Medyada 2. Cumhuriyet > “Yol arkadaşları”ndan ayır, “kuşat” onu!..

“Yol arkadaşları”ndan ayır, “kuşat” onu!..

Ne yapmalı ne etmeli, gelişmeleri gazeteye nasıl yansıtmalı? İşlerinin kolay olmadığı muhakkak. Ülkenin “en büyük gazetesi” olarak nerede duracaksın, neyi görüp neyi görmeyeceksin, olanı biteni nasıl yorumlayacaksın... Zor iş olduğu muhakkak.

Gazetenin 14 Eylül tarihli sayısının baş sayfası içinden çıkılması gerçekten zor olan bu ruh halinin iyi bir örneğiydi.

Cumhurbaşkanı Güneydoğu gezisine çıkmış sanki farklı şeyler söylemekte ve sanki farklı bir hava yaratmaktadır...

O halde acilen bir şeyler yapmak gerekmiyor mu?

Yapılmış da zaten:

Şöyle bir manşet mesela: “Devletin bir ve iki numarasından bütün Türkiye'ye mesaj / CUMHURİYET BİR”.

“Bir numara” malum, Cumhurbaşkanı; ikinci keza: TBMM Başkanı.

Cumhurbaşkanı'nın ağzından aktarılan mesajlarda bir yenilik yok. “Askerimizle birbirimize sarıldık” (bence gereksiz bir açıklama), “Bu millet devletine bağlıdır” (devletsiz yaşanmadığına göre herhalde yani), “Aramıza sokulan bu nifakı bu sevgi yok edecek” (fazla duygusal, çünkü bu iş sadece “sevgi” ile halledilebilecek gibi görünmüyor), “Başka bir cumhuriyet mi? Böyle şey olabilir mi?” (sanırsınız ki, “İkinci”den söz edenler “yabancı” bir cumhuriyetten söz ediyorlar)...

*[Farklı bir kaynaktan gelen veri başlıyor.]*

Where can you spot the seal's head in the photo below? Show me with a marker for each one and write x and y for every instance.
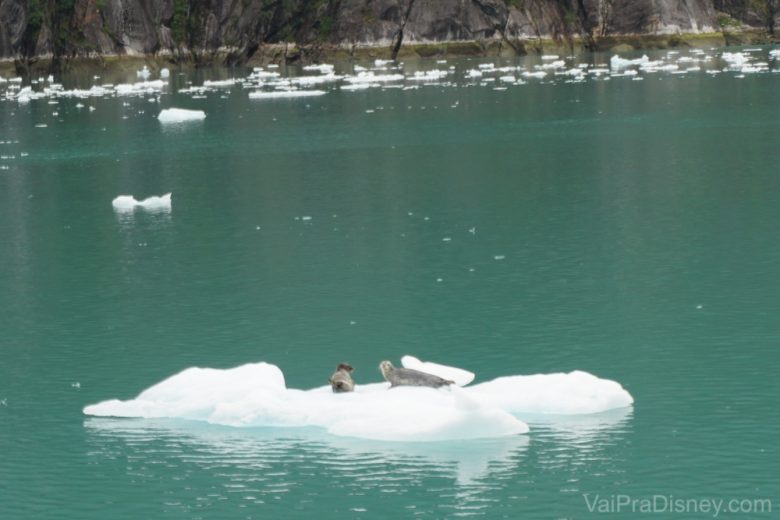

TBMM Başkanı da benzer bir açıklama yapmaya “mecbur” bırakılmış: “Bir tek cumhuriyet var. O da 29 Ekim 1923'de kuruldu. (...) Hepsi bu kadar başka bir şey söylemem:” (Sanırsınız ki, ortalık ısrarla “Hayır, cumhuriyet kurulmadı, saltanat hâlâ devam ediyor...” diyenlerden geçilmiyor.)

Manşetin Cumhurbaşkanı'nı ilgilendiren bölümü Fatih Çekirge tarafından toparlanmış. Öyle hoş bir toparlama ki, tadına varmak için tamamının okunması gerekir.

Gazeteciyle Siirt Havaalanı'nda “göz göze” gelince “Bu ne sürpriz!” diyerek sevincini belli eden bir Cumhurbaşkanı.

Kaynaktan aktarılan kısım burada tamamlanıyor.